Abuse also erodes confidence and self-esteem. We begin believing what we hear about ourselves. We think that anyone treated violently and abusively must deserve it. These beliefs are often accepted early in life and become part of the initial lenses through which we see and process all information. Even if abuse occurs when we are older, the intensity of the experience makes it a formidable opponent to seeing ourselves as God sees us, our God-image.
Abuse communicates: “I am worthless” … “I am an object to be used by you whenever you want” … “Dignity, respect and honor are not for me” … “I don’t deserve anything in life” … “I’ll never accomplish anything” … “God doesn’t love me” … “Evil is stronger than God” … “I will never have peace.” These distortions and interpretations form the foundation on which abused victims build the rest of their lives.
Today ask, “How do I see myself?” “Is my self-image based on other people’s words and actions toward me? Or is it based on the truth of God’s Word, a God-image?” God knew you before you were even born. He created you, and His workmanship is wonderful. Let Jesus help take your focus off yourself and begin the process of training your eyes to really fixate on Him. He is able to heal your eyes so you can see yourself as He sees you. Whether you believe the lies of a victim mentality or you believe the truth of Christ’s victory, it’s your decision, so chose well.
Yes, as I wrote above, hearing reports of child abuse is the most difficult part of my job. On the flip side, being able to help abused kids and adults is a great blessing God has given me. I’ve had the honor of helping victims in my private practice as well as in Iraq and Uganda—two regions devastated by terrorism, trauma, abuse and violence. You can also help; many people in your life may hide the secret of past abuse, so please be a safe person for them.
Dear Father God, thank You for this reminder that You formed me and made me—and that Your works are wonderful. I must admit, though, sometimes I don’t feel as though I’m wonderful at all. In fact, sometimes I feel as though I don’t deserve anything good. It is hard for me to erase the abuse I experienced, so help me see it through your eyes, forgive the perpetrator and focus on You more clearly. Help me to grasp the fullness of what Jesus did for me. Help me know Your peace when those victim tapes start to run in my head so I can push them out and play Your wonderful psalms instead.

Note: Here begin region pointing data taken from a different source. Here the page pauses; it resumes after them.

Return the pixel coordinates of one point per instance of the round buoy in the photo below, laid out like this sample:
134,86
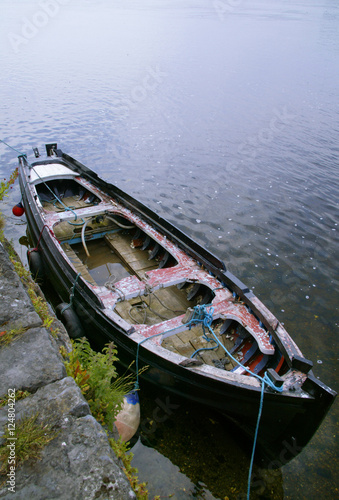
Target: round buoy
128,418
71,320
18,210
36,266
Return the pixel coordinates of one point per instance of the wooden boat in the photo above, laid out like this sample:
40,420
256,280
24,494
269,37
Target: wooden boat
130,276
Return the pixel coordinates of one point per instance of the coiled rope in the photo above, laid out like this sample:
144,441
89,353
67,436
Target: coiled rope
71,295
203,314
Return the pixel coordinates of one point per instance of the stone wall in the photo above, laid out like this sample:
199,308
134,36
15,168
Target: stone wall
79,462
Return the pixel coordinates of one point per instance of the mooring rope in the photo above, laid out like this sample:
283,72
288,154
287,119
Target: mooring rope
11,147
71,295
203,314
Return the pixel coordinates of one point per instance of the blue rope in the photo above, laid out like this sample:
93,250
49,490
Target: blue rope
16,150
71,295
205,317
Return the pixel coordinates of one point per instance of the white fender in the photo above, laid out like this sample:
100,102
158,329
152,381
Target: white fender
128,418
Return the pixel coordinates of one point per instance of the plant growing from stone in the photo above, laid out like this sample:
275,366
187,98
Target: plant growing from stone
31,437
97,377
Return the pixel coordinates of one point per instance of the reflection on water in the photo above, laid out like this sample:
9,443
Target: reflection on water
223,117
188,452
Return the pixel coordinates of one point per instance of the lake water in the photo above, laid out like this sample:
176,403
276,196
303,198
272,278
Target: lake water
223,117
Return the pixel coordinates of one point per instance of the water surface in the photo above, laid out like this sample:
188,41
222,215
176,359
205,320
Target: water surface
223,117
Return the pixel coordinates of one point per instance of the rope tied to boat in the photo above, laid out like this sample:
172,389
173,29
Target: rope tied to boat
71,295
203,314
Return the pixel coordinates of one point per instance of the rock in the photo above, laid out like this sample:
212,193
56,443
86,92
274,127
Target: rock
16,308
30,361
79,463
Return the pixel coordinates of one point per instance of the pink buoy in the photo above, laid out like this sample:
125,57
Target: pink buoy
18,210
128,418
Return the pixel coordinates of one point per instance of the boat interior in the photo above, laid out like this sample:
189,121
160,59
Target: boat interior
107,249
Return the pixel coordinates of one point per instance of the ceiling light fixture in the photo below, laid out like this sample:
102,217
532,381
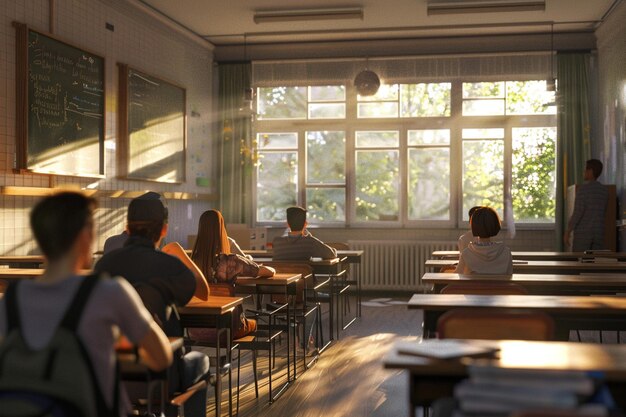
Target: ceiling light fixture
266,16
483,6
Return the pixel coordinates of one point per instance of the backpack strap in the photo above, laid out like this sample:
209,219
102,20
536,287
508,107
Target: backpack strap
13,314
74,311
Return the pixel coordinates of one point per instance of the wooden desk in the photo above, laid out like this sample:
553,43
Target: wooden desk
568,312
215,312
23,261
544,267
284,284
545,284
10,274
431,379
540,256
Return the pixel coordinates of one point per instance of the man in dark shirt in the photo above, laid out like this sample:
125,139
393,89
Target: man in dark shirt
163,282
299,244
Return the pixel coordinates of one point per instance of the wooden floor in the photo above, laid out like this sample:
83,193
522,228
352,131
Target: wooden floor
348,379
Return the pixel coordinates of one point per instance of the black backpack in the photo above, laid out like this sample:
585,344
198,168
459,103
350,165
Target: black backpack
56,380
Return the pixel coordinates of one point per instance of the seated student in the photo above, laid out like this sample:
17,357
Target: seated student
467,237
212,240
163,282
484,256
299,244
115,242
118,241
63,227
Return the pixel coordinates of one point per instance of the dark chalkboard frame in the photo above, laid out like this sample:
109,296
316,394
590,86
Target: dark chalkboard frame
24,83
124,129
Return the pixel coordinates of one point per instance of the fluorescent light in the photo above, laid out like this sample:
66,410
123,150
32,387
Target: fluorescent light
266,16
483,6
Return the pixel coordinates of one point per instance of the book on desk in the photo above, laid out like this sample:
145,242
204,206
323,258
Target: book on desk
497,391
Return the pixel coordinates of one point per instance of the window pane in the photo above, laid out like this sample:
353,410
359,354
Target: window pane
429,184
483,174
529,97
380,109
423,100
327,111
277,140
483,90
377,182
534,171
380,139
326,204
282,103
483,107
276,184
385,93
326,157
327,93
429,137
483,133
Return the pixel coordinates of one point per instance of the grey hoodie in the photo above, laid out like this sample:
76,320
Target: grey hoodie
485,258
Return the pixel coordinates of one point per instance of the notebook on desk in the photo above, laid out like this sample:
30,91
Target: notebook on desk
446,349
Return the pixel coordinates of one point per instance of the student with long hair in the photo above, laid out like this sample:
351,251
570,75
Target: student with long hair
211,241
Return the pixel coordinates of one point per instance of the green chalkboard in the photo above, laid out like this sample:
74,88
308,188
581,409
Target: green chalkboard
153,117
65,108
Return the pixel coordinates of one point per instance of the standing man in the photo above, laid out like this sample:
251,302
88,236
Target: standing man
163,282
299,244
587,221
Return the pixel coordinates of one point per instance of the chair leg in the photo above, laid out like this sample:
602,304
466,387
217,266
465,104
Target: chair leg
238,374
256,377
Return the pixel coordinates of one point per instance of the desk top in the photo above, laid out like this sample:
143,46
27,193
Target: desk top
529,279
558,356
280,278
540,266
214,306
22,259
538,256
547,303
27,273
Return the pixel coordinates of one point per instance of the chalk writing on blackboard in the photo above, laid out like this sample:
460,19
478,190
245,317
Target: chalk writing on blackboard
156,117
65,108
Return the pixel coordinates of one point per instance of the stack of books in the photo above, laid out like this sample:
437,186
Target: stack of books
495,392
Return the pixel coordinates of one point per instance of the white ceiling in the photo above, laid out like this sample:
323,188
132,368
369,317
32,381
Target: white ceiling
229,22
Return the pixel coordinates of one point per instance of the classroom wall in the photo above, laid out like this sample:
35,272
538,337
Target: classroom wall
610,147
138,40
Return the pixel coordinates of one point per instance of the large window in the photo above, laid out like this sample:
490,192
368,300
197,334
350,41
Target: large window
412,154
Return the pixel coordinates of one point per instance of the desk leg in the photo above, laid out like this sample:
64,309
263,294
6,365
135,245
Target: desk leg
218,376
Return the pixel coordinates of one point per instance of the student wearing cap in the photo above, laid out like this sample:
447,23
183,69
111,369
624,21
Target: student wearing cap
163,282
63,226
118,241
299,244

I pray this and all prayers in the name of Jesus Christ. And all God’s children say AMEN!
“For you created my inmost being; you knit me together in my mother’s womb. I praise you because I am fearfully and wonderfully made; your works are wonderful, I know that full well.”
“For this people’s heart has grown dull, and with their ears they can barely hear, and their eyes they have closed, lest they should see with their eyes and hear with their ears and understand with their heart and turn, and I would heal them. But blessed are your eyes, for they see, and your ears, for they hear.”